SAs share forensic science expertise with Georgian MP

  • Published
  • By Thomas Brading
  • Office of Special Investigations Public Affairs

Two Office of Special Investigations special agents, experts in forensic science, recently participated in a crime scene exchange with the Georgian Military Police during a two-day event filled with hands-on exercises. 

Special Agents Emily Leggett and Michael Buckley, forensic science consultants assigned to the 4th Field Investigations Squadron in Vogelweh Cantonment, Germany, interacted with more than 50 Georgian MPs and members from the U.S. Embassy Force Protection Detachment in Georgia. 

“The exchange allowed participants an opportunity to share critical skills and knowledge with one another and increase their ability to successfully process and document crime scenes,” said Special Agent Mark Ryan, FPD, Tbilisi, Georgia.  

Leggett and Buckley started the event by discussing the basic elements of crime scenes, from processing techniques to documentation standards and then moved on to specific team roles while processing a crime scene and the importance of documentation through photographs, sketches and notes. 

“[The exchange] was an all-around fantastic event and a great opportunity to show the growing partnership between FPD and our Georgian counterparts,” Ryan said. 

The exchange covered the importance of entry control logs, identifying and collecting items with potential evidentiary value, evidence preservation and collection, crime scene roles, using a photographer and sketching a crime scene. 

“Participation in the exchange program with American counterparts was very interesting and beneficial for both parties,” said Giorgi Zakariadze, Military Police Regional Main Dept. of Operative Monitoring senior inspector. “It was a good sample of sharing professional knowledge and experience and at the same time building the new professional cooperation between both parties.”  

U.S.-Georgian joint exercises continue to play an important role in the region with bi-annual events such as Noble Partner and Agile Spirit taking center stage. 

“Exercises like Noble Partner continue to demonstrate that the U.S. and its partners are stronger together and highlight the U.S. commitment to stability and security in the region,” Ryan said. 

The crime scene exchange included small group exercises, with Georgian MPs mixing with AFOSI forensic science consultants to evaluate mock crime scenes. 

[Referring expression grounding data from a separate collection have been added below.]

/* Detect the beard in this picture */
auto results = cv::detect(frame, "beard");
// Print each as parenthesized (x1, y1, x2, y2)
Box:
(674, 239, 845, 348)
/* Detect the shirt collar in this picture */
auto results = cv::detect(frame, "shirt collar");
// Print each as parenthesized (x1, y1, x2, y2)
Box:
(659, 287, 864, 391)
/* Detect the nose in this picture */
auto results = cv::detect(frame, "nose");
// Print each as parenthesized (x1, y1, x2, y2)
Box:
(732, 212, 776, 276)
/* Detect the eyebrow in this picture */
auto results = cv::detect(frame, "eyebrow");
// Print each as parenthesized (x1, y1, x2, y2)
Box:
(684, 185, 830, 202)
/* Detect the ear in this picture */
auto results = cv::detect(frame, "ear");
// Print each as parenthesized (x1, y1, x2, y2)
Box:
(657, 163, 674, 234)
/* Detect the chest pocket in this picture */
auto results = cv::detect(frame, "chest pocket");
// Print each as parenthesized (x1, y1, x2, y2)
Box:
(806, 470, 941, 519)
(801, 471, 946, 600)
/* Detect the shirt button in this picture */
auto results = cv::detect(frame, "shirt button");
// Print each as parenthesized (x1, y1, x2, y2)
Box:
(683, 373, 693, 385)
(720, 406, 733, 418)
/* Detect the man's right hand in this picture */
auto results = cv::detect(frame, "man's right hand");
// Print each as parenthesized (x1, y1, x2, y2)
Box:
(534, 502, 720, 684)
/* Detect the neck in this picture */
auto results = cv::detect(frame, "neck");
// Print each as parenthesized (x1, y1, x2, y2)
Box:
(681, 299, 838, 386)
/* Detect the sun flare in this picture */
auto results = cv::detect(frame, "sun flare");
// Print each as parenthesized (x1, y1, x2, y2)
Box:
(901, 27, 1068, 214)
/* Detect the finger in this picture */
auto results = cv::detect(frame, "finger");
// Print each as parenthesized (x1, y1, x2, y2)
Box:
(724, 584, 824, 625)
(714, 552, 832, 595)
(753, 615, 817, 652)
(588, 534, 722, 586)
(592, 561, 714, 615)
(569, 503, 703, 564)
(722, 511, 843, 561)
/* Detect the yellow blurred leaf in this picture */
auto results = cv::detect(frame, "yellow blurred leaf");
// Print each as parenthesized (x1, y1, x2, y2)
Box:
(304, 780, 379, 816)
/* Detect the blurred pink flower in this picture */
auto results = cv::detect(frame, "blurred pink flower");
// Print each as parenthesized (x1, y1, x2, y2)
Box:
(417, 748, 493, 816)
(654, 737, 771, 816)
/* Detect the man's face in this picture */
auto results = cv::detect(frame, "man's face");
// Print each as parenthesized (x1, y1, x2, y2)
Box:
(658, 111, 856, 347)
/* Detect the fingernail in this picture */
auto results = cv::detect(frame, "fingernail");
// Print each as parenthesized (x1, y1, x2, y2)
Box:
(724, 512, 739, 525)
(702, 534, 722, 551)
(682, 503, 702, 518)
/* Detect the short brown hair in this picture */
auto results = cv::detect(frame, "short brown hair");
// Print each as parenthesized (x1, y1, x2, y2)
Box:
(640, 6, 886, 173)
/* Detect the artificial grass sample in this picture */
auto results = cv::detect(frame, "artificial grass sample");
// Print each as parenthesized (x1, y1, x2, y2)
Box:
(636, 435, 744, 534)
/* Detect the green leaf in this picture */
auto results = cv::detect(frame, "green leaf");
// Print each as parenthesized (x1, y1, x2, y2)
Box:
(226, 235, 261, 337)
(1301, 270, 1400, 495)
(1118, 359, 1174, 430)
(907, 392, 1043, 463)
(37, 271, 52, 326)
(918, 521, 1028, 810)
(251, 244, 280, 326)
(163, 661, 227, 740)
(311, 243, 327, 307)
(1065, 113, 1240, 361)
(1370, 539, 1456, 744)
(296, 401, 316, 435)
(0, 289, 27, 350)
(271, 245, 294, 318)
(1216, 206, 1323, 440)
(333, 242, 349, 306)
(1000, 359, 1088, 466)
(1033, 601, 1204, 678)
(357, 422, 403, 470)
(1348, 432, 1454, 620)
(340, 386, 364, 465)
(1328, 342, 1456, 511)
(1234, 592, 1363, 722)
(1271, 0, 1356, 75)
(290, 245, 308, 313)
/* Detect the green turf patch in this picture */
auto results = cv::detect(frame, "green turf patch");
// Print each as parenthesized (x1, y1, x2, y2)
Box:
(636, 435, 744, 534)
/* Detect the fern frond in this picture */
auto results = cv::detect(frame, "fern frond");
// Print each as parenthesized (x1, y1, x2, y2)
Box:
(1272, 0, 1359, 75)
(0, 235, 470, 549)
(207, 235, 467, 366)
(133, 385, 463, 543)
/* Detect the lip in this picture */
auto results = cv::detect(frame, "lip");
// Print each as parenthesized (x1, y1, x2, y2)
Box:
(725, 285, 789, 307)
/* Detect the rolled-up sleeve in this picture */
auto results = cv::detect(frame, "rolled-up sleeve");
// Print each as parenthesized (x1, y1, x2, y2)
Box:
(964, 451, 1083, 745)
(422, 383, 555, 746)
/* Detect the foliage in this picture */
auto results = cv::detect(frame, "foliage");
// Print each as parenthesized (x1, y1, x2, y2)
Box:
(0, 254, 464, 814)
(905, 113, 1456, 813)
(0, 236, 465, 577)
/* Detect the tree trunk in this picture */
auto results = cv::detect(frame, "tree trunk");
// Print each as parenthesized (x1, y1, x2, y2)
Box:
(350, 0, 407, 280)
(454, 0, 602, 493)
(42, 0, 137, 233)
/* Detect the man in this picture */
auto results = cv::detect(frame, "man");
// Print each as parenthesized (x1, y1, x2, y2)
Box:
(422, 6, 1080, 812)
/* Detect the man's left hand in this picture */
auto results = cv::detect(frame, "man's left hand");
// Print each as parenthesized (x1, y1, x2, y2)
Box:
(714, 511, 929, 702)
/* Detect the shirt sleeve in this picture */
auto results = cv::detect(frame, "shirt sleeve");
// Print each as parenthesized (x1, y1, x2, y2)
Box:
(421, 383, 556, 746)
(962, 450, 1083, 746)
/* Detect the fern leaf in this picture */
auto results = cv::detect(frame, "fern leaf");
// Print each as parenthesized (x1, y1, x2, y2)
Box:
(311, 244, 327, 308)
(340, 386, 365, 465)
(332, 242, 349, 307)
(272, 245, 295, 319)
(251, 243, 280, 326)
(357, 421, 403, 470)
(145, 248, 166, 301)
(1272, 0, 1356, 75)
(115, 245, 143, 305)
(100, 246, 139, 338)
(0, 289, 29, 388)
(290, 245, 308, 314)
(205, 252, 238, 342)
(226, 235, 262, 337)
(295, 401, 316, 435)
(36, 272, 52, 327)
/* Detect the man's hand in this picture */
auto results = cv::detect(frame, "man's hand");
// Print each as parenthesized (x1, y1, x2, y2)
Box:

During evaluations, each group walked through how they would process the crime scene, what resources they would use, and where the FPD or Defense Department might be needed. As a result, the organizations exchanged a great deal of information about crime scenes and learned from one another about different methods used when responding to a crime scene. 

“The FPD’s principal mission is to detect and warn of threats to DoD-sponsored personnel and resources in transit in Georgia, and the partnership between the Georgian MP and FPD has been vital to ensuring mission success,” Ryan said. “The Georgian MPs' professionalism and expertise have been demonstrated time and time again.” 

The hands-on mock crime scenes encouraged interaction and feedback on information previously discussed.  

“The mock crime scene scenarios helped participants practice their skills identifying and collecting evidence,” Ryan said. “This exchange cultivates an understanding of how each law enforcement agency examines and works through crime scenes and will protect U.S. service members as they continue to participate in Noble Partner and Agile Spirit” 

OSI FSCs completed two similar Crime Scene Exchanges in 2022, with teams from Kenya and Turkey. Looking ahead to 2023, OSI officials hope to continue to strengthen partnerships within the 4th FIS area of responsibility, which includes Europe, Africa and the Middle East.